O desinvestimento não significa, necessariamente, o abandono total de uma tecnologia. Na verdade, o termo pode significar quatro modalidades diferentes:

  • Restrição: a tecnologia passa a ser restrita apenas a algum subgrupo de pacientes, onde realmente tem benefício estabelecido;
  • Retração: a tecnologia passa a ser oferecida de forma menos frequente aos usuários (por exemplo, aumentar o intervalo de realização de mamografias de um para dois anos);
  • Desincorporação: a tecnologia é retirada do sistema de saúde;
  • Substituição: é a complementação do processo acima já acoplada à incorporação da tecnologia que será utilizada no lugar da que está sendo retirada.

Os critérios para desinvestimento incluem alguns um tanto óbvios, como tecnologias com evidência de dano, ineficiência e obsolência (o que usualmente indica desincorporação).
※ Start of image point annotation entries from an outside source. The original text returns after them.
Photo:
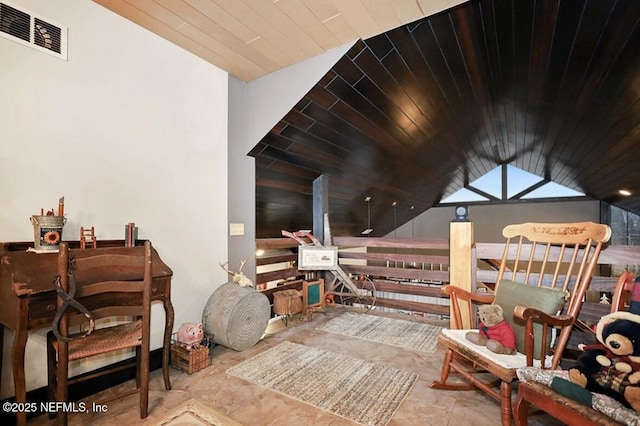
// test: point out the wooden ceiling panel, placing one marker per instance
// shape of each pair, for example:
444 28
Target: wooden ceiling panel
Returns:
419 111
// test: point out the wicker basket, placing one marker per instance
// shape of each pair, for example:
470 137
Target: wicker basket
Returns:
189 360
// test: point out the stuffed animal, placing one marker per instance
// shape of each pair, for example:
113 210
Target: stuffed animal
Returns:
190 335
493 331
612 366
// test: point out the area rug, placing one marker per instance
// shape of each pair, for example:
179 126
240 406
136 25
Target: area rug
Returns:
196 413
352 388
391 331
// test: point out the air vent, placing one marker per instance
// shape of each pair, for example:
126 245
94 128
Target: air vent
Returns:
26 28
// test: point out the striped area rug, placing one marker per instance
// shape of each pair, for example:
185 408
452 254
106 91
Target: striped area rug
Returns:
391 331
352 388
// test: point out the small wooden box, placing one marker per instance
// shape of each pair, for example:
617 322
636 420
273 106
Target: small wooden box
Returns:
189 360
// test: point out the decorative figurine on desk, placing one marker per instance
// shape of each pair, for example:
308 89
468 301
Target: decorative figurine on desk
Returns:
238 277
190 335
87 234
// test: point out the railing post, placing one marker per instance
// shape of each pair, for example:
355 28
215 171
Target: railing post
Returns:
462 268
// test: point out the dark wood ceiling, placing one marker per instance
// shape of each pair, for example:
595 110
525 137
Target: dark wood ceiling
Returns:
414 114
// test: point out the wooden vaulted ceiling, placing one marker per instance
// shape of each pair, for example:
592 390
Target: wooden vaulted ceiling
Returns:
411 115
419 111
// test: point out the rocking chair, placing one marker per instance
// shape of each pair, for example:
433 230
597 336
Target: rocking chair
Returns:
541 282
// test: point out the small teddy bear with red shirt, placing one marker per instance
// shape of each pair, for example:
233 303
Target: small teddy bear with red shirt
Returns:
494 331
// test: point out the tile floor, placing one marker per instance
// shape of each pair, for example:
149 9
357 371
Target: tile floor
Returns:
251 404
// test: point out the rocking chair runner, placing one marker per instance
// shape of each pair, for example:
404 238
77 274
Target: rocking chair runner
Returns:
542 280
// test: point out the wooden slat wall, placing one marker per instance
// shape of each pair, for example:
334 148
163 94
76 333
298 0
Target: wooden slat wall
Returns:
399 265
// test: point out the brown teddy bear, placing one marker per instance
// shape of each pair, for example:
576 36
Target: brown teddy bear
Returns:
493 331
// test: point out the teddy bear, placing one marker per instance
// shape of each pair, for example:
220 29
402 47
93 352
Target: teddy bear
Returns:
494 331
190 335
612 366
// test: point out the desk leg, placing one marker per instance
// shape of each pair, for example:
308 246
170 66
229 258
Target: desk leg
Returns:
168 328
17 359
1 348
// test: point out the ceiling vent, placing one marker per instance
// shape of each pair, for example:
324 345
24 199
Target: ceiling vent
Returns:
31 30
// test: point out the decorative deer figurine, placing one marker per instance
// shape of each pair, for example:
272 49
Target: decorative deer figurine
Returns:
238 277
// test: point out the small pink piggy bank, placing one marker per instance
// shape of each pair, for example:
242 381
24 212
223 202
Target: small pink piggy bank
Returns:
190 334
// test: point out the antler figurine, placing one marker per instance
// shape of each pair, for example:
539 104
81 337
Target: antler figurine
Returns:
238 277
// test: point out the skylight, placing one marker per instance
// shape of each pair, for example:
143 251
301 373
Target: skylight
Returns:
517 181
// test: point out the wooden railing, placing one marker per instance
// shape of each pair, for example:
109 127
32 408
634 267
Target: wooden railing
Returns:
408 273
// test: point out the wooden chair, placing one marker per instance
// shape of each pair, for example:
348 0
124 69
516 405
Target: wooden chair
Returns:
561 407
84 282
541 282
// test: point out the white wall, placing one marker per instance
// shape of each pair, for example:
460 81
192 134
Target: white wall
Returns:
130 129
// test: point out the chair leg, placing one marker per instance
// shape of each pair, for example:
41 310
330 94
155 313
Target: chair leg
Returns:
62 386
505 403
143 366
521 410
444 375
51 373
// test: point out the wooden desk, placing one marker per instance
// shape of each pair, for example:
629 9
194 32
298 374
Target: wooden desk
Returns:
28 299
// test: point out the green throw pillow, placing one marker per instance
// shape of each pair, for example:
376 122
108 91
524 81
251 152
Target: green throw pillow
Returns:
510 294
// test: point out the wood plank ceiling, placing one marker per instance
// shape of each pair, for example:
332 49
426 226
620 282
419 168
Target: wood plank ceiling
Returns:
417 112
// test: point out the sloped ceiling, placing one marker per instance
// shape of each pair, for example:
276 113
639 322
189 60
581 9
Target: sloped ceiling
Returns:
417 112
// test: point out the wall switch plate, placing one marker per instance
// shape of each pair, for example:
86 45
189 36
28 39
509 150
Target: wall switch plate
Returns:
236 229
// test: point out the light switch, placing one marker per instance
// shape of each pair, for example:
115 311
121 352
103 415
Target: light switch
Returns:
236 229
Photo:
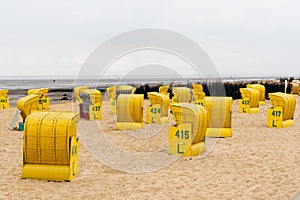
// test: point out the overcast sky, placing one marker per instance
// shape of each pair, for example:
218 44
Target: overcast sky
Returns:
53 38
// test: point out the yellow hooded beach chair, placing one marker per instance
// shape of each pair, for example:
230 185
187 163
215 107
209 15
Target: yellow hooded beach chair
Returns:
186 137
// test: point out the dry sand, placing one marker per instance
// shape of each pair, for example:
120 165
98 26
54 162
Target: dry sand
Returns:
257 162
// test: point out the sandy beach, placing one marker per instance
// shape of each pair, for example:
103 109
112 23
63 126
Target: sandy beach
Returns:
257 162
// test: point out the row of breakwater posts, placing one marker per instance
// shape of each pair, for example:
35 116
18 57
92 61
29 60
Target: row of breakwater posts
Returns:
50 143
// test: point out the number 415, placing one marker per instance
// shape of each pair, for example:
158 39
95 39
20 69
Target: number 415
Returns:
183 134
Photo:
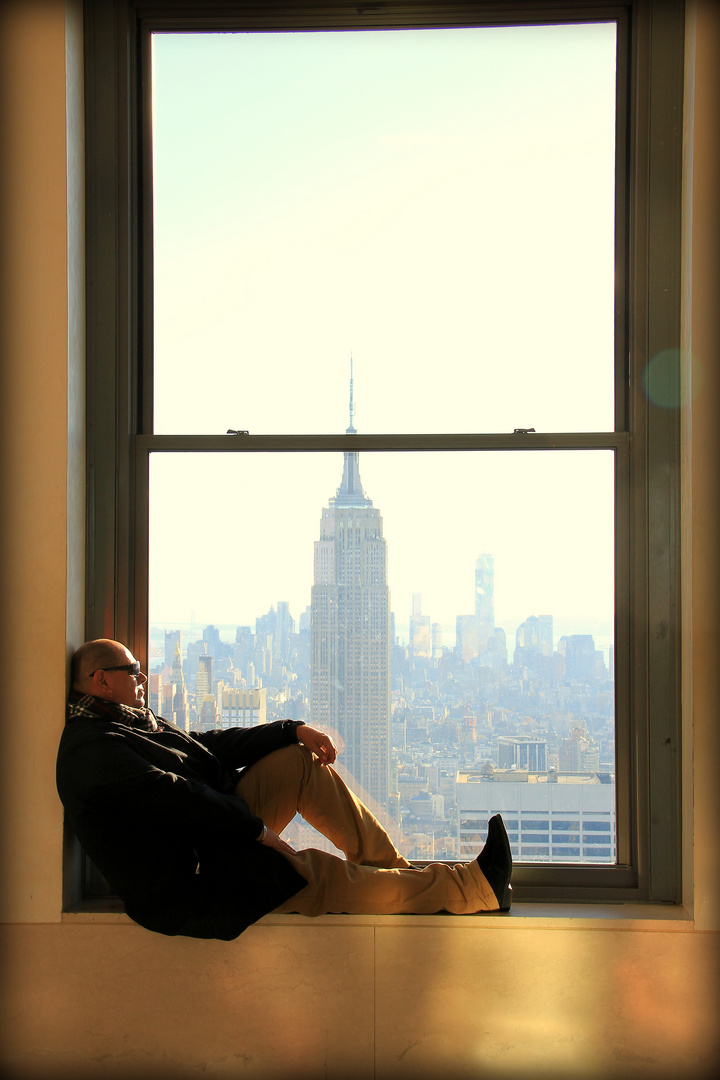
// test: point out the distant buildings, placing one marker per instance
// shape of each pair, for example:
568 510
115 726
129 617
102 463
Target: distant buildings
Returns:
548 817
350 633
O critério de uso excessivo aponta para a necessidade de retração, ao passo que uso inadequado (por exemplo, em um subgrupo de menor gravidade, onde a tecnologia não tenha tido efetividade comprovada) indica necessidade de restrição. Outro critério usualmente citado (inclusive na diretriz brasileira) é o de custo-efetividade. Porém, exceto em situações óbvias (dominância de uma tecnologia sobre outra), não há um direcionamento claro. Imaginemos que um novo fármaco para determinada doença, que pode substituir o fármaco mais antigo, mostra uma relação de custo-efetividade incremental de R$ 5.000 por QALY, sendo decidido então pela sua incorporação no sistema. Isto deveria automaticamente desencadear a desincorporação do fármaco mais antigo? A resposta certamente não é óbvia e seria objeto de debate.
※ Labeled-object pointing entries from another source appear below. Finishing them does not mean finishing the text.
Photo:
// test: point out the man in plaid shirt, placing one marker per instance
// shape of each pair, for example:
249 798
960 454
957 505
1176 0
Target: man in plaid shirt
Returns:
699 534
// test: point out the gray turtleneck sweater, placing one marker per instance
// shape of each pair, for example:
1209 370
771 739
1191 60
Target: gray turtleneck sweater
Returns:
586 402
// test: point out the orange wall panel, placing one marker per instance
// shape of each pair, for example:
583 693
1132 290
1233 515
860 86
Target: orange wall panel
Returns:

Um termo que é frequentemente associado ao processo de desinvestimento e reinvestimento é o de Avaliação de Desempenho de Tecnologias em Saúde (AdTS), o qual inclusive está no título da diretriz brasileira. Ele denota a avaliação da tecnologia após a incorporação, utilizando informações de efetividade, segurança, logística e aceitação advindos da utilização da tecnologia na prática, naquele sistema de saúde – configurando-se portanto, na utilização de informações de mundo real / real world evidence (RWE). Porém, conforme comentamos anteriormente em nossa postagem sobre RWE, este tipo de evidência apresenta limitações, e quando seus resultados não são totalmente congruentes com os gerados em ensaios clínicos, não podemos automaticamente concluir que os ensaios clínicos são os que mostram estimativas equivocadas. Certamente este é mais um ponto de debate na temática de desinvestimento, que necessitará de aprofundamento futuro.
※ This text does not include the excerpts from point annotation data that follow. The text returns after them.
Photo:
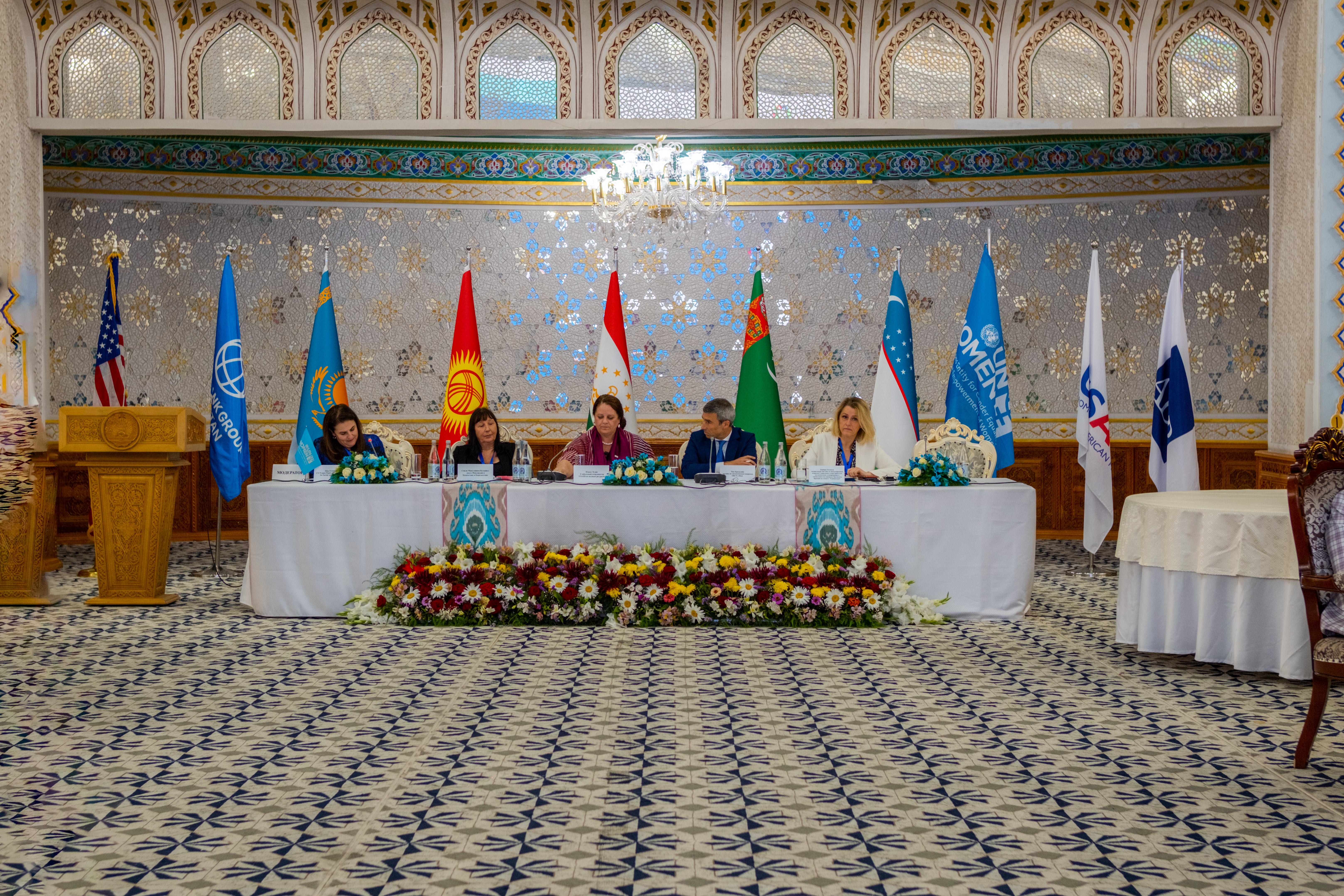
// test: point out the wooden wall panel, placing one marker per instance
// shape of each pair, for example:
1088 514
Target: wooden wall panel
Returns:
1052 468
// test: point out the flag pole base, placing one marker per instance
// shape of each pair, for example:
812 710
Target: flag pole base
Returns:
1093 572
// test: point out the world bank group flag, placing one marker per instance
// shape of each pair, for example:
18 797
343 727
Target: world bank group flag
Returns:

Por último, é importante observarmos desafios adicionais do desinvestimento:

  • Mesmo com a aplicação dos recursos financeiros oriundos de desinvestimento em outras tecnologias, o processo pode ter rejeição pela sociedade e profissionais de saúde;
  • Considerando a imensa quantidade de tecnologias já incorporadas, a escolha de quais tecnologias deveriam ser candidatas a desinvestimento – portanto sendo alvo de AdTS – é algo extremamente desafiador.

Em conclusão, o processo de desinvestimento e reinvestimento é um pilar fundamental na sustentabilidade de sistemas de saúde, devendo tornar-se prática cada vez mais comum no futuro. No momento, as metodologias não estão totalmente definidas, sendo um tema que certamente ainda terá grande crescimento na literatura biomédica, seja com proposição de métodos ou com relatos de experiências locais.

 

 

Agirrezabal I, Latchford J, Gutiérrez-Ibarluzea I. Disinvestment Initiatives in Latin American Countries (Lac): a Systematic Literature Review (Slr). Value Health. 2015 Nov;18(7):A856. doi: 10.1016/j.jval.2015.09.463. Epub 2015 Oct 20.

Elshaug AG, Hiller JE, Tunis SR, Moss JR. Challenges in Australian policy processes for disinvestment from existing, ineffective health care practices. Aust New Zealand Health Policy 2007;4:23.